De Igmir à Icht
Igmir - Icht (63 km, piste de fond d’oued, route goudronnée, piste roulante)
Il a bien fallu quitter le gîte d’Igmir, malgré tous ses attraits, et réemprunter la piste du fond d’oued, qui est la seule permettant de sortir du canyon. C’est une habitude à prendre et nous pourrons toujours nous vanter d’avoir été les premiers cyclistes français à avoir fait trois fois ce trajet en deux jours !

Presque le désert
Au bout de la piste, nous avons rejoint la route, avec son asphalte bien roulant et ses véhicules bien gênants. La route allant du carrefour d’Aguerd jusqu’à Icht nous a remis en milieu risqué.
Quel malheur !
Au lieu de bayer tranquillement aux corneilles tout en pédalant, les yeux absorbés par les paysages exceptionnels de beauté, il fallait surveiller les véhicules qui venaient de devant ou de derrière, évaluer leur dangerosité, faire un écart sur le bord caillouteux de la route au moment où ils passaient. C’était pénible.
Sur la Route 102 qui va de Bouizarkane à Foum Zguid, en fonction de la circulation, le risque peut être nul ou très élevé.

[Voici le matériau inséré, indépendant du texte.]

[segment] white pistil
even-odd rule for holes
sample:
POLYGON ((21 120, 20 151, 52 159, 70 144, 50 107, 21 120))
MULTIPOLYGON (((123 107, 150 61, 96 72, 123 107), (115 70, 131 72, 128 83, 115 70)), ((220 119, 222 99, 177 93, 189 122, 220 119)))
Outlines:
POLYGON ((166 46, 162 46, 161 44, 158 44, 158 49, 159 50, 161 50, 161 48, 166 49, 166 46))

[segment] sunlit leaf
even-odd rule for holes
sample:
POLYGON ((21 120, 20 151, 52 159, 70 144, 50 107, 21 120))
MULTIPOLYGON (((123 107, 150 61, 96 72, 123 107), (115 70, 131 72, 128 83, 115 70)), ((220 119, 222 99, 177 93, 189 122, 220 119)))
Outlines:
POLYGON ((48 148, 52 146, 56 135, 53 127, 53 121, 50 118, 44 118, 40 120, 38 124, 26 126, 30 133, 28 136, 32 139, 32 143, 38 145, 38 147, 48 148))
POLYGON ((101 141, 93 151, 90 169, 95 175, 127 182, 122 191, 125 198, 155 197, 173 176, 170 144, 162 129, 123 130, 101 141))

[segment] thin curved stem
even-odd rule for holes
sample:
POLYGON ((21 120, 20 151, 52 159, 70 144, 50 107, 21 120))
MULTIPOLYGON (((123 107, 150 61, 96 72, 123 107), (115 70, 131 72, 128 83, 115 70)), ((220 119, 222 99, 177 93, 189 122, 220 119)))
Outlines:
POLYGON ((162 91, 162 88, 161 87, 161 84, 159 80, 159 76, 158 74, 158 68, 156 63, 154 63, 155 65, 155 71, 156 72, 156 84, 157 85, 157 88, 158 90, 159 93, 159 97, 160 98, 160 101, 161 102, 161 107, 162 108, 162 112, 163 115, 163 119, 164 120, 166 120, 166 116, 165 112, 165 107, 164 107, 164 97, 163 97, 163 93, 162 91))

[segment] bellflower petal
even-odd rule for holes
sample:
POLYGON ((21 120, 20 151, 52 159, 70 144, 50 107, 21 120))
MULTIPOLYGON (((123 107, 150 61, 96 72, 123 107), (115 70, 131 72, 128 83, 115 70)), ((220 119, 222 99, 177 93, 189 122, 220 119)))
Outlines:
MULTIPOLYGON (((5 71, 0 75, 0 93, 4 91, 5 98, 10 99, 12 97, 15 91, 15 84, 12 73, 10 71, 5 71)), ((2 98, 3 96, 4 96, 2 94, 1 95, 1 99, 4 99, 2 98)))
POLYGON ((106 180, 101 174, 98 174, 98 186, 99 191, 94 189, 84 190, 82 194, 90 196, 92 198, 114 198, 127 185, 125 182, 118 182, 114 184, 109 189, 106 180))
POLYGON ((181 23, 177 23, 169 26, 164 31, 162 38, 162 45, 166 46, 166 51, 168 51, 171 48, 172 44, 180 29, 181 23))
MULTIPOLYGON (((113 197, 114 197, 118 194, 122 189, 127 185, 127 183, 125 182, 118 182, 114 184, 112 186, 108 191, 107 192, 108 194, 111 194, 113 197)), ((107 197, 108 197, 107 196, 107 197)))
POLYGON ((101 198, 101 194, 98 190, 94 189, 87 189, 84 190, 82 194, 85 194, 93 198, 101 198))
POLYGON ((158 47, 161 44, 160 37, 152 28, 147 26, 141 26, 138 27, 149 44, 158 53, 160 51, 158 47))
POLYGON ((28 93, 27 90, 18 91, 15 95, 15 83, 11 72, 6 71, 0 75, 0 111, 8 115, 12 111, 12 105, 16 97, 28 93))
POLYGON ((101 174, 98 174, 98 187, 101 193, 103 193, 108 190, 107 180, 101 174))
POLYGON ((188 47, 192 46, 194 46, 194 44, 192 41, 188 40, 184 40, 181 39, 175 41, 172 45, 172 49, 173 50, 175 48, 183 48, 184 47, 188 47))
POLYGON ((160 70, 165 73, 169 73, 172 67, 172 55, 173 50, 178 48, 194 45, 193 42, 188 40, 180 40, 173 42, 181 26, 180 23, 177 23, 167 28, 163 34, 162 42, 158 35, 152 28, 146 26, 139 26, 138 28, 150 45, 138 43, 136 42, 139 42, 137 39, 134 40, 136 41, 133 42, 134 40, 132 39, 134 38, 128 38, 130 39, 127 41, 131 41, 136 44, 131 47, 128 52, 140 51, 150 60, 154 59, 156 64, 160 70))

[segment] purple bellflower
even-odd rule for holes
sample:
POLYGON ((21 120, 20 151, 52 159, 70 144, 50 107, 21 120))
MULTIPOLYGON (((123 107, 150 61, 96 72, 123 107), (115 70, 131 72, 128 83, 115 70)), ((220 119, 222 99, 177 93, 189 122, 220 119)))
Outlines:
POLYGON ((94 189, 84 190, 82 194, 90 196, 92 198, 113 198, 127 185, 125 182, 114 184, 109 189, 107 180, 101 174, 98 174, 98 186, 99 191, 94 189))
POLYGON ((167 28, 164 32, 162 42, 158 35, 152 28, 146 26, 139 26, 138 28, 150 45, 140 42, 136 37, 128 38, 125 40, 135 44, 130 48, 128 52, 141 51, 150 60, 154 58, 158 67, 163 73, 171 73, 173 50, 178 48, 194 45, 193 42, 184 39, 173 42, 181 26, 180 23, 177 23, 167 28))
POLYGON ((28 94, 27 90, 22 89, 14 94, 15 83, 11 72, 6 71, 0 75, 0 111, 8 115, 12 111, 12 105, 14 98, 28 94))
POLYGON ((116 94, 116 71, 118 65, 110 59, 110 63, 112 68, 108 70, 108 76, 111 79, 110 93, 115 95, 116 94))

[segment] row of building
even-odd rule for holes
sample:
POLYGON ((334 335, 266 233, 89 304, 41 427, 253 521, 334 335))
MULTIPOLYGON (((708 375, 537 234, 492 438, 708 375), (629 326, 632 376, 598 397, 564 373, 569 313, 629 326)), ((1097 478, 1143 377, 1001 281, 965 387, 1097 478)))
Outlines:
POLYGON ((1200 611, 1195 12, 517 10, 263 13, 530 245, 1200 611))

Un cyclotouriste suisse qui venait dans la région chaque année depuis 20 ans nous a dit qu’il prenait toujours un taxi ou un bus sur ce genre de trajet. Monsieur oui-oui, que nous avons rencontré à Igmir, nous a dit que quelqu’un y était passé deux jours auparavant et qu’il n’y avait vu aucun véhicule.
Monsieur oui-oui
Monsieur oui-oui est un personnage que l’on peut souvent rencontrer. C’est un homme affable, prévenant, aimant discuter. Il répond à toutes les questions (raisonnables !) qu’on lui pose mais ne dit jamais non. Il ne contredit personne, il n’émet pas de réserves, Il n’évoque aucun aspect négatif, il ne veut pas fâcher ses interlocuteurs, il leur souhaite tout le contentement possible, de préférence en sa compagnie. Telle piste est-elle franchissable en vélo ? Oui, bien sûr ! Telle autre ? Oui ! La route goudronnée est-elle sûre ? Oui ! Existe-t-il un hôtel à Icht ? Oui ! Trouve-t-on des taxis à Foum El-Hassan ? Oui ! La France est-elle un pays accueillant ? Oui ! Le Maroc ? Oui !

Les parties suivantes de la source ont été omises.